Miss Pancake renversa sa tasse de thé et s'agita maladroitement, pendant que Beaver continuait :

– Mais vous vous trompez quand vous dites que la haute montagne est pauvre en légendes. J'en ai entendu d'assez étranges. Il est vrai que ce n'était pas en Europe.

– Nous vous écoutons, dit aussitôt Sogol.

– Pas si vite, dit Beaver. Je vous raconterai volontiers une de ces histoires ; ceux qui me l'ont racontée m'ont fait promettre de ne pas dire d'où elle venait, et d'ailleurs cela importe peu. Mais je voudrais la rapporter aussi exactement que possible, et pour cela, il faudra que je la reconstitue dans sa langue originelle, et que notre ami Lapse m'aide ensuite à vous la traduire. Demain après-midi, si vous voulez, je vous la dirai.

Le lendemain, après le déjeuner, le yacht étant en panne sur une mer toujours tranquille, nous nous réunîmes pour écouter l'histoire. En général, nous parlions entre nous anglais, parfois français, car chacun connaissait suffisamment les deux langues. C'est en français qu'Ivan Lapse avait préféré traduire la légende, et c'est lui-même qui en fit la lecture.

 

Histoire des hommes-creux

et de la Rose-amère

 

Les hommes-creux habitent dans là pierre, ils y circulent comme des cavernes voyageuses. Dans la glace ils se promènent comme des bulles en forme d'hommes. Mais dans l'air ils ne s'aventurent, car le vent les emporterait.

Ils ont des maisons dans la pierre, dont les murs sont faits de trous, et des tentes dans la glace, dont la toile est faite de bulles. Le jour ils restent dans la pierre, et la nuit errent dans la glace, où ils dansent à la pleine lune. Mais ne voient jamais le soleil, autrement ils éclateraient.

Ils ne mangent que du vide, ils mangent la forme des cadavres, ils s'enivrent de mots vides, de toutes les paroles vides que nous autres nous prononçons.

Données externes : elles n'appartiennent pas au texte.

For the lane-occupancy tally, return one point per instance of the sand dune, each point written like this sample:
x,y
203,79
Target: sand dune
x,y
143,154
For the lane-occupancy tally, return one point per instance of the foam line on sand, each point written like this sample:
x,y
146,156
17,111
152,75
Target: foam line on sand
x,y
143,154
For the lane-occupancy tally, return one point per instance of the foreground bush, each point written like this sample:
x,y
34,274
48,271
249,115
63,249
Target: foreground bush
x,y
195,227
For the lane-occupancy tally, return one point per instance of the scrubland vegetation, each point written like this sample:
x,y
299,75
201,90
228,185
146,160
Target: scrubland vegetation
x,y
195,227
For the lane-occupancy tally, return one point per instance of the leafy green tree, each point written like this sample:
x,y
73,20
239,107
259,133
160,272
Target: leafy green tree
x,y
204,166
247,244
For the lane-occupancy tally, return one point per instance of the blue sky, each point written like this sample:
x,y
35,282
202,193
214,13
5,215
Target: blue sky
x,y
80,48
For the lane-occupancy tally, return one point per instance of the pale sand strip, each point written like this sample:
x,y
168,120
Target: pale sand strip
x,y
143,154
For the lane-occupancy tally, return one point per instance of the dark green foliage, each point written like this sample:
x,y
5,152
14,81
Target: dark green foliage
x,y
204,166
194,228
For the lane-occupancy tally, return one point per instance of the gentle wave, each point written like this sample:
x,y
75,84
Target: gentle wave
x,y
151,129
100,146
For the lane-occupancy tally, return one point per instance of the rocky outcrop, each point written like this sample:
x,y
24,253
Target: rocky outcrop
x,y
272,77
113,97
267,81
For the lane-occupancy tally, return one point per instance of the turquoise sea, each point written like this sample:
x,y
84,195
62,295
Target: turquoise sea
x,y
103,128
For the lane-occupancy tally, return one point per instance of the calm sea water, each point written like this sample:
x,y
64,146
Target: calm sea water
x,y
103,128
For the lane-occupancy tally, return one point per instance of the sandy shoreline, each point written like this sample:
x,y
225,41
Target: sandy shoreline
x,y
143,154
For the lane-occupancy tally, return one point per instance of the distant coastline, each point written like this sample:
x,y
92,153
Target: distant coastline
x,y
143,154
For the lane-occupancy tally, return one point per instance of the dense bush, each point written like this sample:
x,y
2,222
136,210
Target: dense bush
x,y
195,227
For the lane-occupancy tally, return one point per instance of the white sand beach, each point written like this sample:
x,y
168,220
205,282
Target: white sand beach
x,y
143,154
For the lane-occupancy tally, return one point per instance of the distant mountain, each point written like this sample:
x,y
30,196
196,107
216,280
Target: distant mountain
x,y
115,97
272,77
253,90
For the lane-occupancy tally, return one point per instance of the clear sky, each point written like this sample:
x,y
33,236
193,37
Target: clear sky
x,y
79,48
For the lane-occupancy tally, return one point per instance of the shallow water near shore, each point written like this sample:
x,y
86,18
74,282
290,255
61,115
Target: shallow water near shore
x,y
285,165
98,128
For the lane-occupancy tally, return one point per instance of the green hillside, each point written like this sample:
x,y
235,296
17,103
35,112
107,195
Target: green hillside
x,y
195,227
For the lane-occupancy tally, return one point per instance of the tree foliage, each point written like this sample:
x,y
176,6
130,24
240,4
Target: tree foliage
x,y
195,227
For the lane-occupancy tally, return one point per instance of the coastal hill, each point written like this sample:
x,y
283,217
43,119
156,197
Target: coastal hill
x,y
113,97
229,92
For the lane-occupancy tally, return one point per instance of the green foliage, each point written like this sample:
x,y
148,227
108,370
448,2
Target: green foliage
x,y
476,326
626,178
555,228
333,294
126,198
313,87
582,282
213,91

Certaines gens disent qu'ils furent toujours et seront toujours. D'autres disent qu'ils sont des morts. Et d'autres disent que chaque homme vivant a dans la montagne son homme-creux, comme l'épée a son fourreau, comme le pied a son empreinte, et qu'à la mort ils se rejoignent.

 

Au village des Cent-maisons vivait le vieux prêtre-magicien Kissé et sa femme Hulé-hulé. Ils avaient deux fils, deux jumeaux que rien ne distinguait, qui s'appelaient Mo et Ho. La mère elle-même les confondait. Pour les reconnaître, au jour de l'imposition des noms, on avait mis à Mo un collier portant une petite croix, à Ho un collier portant un petit anneau.

Le vieux Kissé avait un grand souci silencieux. Selon la coutume, son fils aîné devait lui succéder. Mais qui était son fils aîné ? Avait-il même un fils aîné ?

A l'âge d'adolescence, Mo et Ho étaient de finis montagnards. On les appelait les deux Passe-partout.